AP and AFP
LONDON/HONG KONG–Growing expectations that the U.S. Federal Reserve will soon start to reduce its monetary stimulus weighed on markets Friday ahead of the next batch of U.S. economic data. Despite the uncertainty, the main focus in the markets remains the Fed, and when it will start tapering its stimulus. The latest shift in sentiment came after figures Thursday showed weekly U.S. jobless claims fell to a near six-year of 320,000. The claims figures reinforced views that the economy is strong enough to withstand less support from the Fed. The central bank is currently buying US$85 billion of financial assets each month in an effort to lower interest rates to spur borrowing and economic growth. “Investors reviewed the good U.S. data yesterday and decided that it presaged Fed tapering in September, so it will be interesting to see if today’s numbers, including housing starts, building permits and the Michigan confidence index, are treated in a similar vein,” said Chris Beauchamp, market analyst at IG. Ahead of the next load of U.S. data, stocks were largely drifting. U.S. stocks were poised to make up some of Thursday’s losses, with Dow futures and the broader S&P 500 futures up 0.2 percent. “The jobs data was a shock to the market, and put the whole tapering issue back on the front burner again,” said Hiroichi Nishi, SMBC Nikko Securities general manager of equities. “In these thinly traded markets, the initial sell-off is likely to be sharp before things stabilize,” Nishi told Dow Jones Newswires. Shares in information technology giant Cisco lost 7.2 percent after it reported a “softening” outlook in emerging economies and announced it would cut 4,000 jobs. In Europe, Britain’s FTSE 100 fell 0.1 percent to 6,479 while Germany’s DAX dropped 0.2 percent to 8,361. The CAC-40 in France was bucking the trend somewhat, rising 0.2 percent to 4,101. Meanwhile in Asia, Tokyo shares ended down 0.75 percent, or 174.59 points, at 13,578.35, mirroring overnight falls in the United States that were stoked by disappointing corporate earnings results and better-than-expected unemployment data. Seoul also finished down, 0.2 percent, or 3.8 points, at 1,920.11, while Sydney closed down 0.75 percent, or 38.5 points, at 5,113.9.

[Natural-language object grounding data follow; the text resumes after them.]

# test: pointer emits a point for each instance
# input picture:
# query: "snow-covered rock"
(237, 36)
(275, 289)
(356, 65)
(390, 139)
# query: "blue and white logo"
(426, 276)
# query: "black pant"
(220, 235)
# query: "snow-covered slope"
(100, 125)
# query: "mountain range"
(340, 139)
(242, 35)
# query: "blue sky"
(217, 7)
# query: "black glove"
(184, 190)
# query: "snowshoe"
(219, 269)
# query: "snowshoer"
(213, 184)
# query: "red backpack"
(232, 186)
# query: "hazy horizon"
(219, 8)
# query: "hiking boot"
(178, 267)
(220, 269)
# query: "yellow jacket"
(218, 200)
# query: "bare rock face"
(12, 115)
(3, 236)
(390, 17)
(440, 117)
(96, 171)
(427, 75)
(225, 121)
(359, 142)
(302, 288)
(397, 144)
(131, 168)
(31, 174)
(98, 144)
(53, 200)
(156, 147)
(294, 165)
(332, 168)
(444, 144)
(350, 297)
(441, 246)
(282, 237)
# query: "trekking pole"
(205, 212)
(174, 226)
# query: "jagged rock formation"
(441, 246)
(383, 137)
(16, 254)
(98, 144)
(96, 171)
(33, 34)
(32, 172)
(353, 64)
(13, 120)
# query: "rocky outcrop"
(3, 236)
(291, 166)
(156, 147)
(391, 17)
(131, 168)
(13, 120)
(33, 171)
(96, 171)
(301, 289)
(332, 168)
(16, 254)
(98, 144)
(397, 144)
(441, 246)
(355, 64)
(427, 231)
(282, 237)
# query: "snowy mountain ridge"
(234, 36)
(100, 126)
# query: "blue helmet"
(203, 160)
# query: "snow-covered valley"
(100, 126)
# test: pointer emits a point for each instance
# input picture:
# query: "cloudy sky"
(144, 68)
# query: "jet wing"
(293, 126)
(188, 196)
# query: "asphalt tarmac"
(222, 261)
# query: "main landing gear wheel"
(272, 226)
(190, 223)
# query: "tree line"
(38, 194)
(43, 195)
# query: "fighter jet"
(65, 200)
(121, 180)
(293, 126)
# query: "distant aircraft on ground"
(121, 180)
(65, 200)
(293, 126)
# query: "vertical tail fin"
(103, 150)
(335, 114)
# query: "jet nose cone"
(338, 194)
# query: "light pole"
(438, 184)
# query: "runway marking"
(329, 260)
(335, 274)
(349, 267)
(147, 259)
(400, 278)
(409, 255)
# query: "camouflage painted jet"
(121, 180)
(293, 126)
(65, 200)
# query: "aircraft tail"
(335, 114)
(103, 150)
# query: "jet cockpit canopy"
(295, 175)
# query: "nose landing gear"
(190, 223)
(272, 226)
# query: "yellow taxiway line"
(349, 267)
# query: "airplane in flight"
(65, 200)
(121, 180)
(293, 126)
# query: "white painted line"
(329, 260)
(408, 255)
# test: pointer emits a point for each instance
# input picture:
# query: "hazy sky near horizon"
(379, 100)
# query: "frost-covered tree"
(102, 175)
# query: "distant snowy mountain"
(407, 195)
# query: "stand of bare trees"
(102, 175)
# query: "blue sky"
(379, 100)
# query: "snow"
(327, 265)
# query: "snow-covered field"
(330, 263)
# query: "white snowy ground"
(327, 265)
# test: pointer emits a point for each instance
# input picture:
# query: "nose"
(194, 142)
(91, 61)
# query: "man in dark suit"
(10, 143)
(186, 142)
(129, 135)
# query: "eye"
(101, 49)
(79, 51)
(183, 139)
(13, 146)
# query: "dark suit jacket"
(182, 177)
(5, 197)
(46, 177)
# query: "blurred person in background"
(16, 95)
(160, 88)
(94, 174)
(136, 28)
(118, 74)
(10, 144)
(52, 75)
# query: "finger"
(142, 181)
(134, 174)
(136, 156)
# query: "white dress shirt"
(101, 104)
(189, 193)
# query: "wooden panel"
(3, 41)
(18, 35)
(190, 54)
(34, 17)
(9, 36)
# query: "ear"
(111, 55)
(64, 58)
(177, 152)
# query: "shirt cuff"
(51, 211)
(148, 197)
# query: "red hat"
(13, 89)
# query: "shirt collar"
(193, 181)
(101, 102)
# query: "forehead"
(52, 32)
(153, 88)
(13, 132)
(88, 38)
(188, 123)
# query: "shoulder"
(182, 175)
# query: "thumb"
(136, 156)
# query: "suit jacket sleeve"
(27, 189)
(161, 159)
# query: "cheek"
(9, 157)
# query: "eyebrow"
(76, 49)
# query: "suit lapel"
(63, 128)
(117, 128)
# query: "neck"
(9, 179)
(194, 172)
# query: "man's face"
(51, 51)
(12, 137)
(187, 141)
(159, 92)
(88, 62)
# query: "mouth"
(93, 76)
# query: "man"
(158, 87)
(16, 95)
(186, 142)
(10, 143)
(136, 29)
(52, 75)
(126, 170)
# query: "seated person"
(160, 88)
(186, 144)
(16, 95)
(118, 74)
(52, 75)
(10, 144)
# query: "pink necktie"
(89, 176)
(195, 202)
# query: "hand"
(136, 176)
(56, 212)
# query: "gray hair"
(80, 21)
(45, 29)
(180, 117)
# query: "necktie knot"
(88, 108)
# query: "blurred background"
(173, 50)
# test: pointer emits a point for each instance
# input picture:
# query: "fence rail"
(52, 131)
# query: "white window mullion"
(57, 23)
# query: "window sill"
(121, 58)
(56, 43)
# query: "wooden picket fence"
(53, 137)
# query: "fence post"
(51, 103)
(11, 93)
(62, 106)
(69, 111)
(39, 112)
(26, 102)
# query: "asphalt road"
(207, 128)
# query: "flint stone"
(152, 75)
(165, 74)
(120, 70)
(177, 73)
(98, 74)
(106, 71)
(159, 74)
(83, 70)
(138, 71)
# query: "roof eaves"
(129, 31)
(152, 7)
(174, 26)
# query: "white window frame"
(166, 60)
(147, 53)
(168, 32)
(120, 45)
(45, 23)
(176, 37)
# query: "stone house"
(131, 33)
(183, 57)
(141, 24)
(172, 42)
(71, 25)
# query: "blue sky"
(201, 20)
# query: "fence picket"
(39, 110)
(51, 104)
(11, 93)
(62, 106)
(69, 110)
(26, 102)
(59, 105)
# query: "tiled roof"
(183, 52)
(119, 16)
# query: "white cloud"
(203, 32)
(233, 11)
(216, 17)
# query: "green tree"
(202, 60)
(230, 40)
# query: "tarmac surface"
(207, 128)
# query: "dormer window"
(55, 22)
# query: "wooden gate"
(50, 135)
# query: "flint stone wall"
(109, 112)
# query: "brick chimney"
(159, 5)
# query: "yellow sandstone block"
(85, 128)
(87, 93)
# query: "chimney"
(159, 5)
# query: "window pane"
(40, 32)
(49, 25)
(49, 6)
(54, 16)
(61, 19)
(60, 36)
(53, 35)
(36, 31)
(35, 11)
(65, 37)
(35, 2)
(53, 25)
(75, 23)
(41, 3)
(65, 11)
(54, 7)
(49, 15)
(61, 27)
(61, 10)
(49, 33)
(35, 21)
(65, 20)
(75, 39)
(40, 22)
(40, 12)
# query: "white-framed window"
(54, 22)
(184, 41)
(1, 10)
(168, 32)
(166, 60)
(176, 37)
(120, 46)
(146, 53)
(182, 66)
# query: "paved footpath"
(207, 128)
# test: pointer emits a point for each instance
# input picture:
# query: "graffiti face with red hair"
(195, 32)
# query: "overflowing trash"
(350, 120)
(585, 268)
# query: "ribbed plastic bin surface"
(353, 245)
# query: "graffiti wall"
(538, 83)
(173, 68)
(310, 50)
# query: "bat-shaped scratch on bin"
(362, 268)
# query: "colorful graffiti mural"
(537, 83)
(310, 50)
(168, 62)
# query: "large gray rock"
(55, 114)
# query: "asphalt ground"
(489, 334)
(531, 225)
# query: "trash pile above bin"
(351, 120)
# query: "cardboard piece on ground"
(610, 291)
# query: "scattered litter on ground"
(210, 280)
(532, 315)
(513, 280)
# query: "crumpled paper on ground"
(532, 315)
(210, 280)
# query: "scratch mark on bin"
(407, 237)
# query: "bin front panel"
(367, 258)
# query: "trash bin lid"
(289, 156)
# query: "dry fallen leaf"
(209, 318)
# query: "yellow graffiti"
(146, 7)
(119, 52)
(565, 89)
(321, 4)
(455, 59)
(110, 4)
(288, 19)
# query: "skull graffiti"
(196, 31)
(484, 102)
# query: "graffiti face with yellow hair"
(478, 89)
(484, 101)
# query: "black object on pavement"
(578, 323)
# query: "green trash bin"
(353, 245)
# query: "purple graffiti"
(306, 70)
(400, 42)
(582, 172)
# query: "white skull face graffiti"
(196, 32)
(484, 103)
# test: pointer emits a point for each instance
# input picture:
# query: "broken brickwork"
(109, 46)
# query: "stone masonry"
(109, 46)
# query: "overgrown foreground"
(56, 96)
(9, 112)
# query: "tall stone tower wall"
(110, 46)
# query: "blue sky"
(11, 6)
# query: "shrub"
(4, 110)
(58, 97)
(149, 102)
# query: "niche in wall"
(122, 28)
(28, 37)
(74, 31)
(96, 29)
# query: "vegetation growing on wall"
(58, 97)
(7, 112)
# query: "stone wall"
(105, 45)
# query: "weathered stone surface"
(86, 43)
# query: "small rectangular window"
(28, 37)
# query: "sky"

Chinese markets experienced a turbulent morning of trade. Shanghai shares ended down 0.65 percent, or 13,43 points, at 2,068.45.
During midmorning, the index briefly jumped more than five percent, a spike which was later blamed on a trading glitch.
Hong Kong shares spiked shortly afterwards but fell in line with Shanghai, finishing 0.10 percent, or 21.44 points, down at 22,517.81. Everbright Securities later said it found “problems” with its trading system, though it did not take direct responsibility for the surge. Trading in Everbright shares was suspended for the afternoon. India’s stock market also took a beating, falling by 3.97 percent, or 769.41 points, to 18,598.18 as the rupee plunged to a new record low of 62.03 against the dollar.
Gold was down at US$1,362.40 at 1050 GMT from 1,365.00 late Thursday.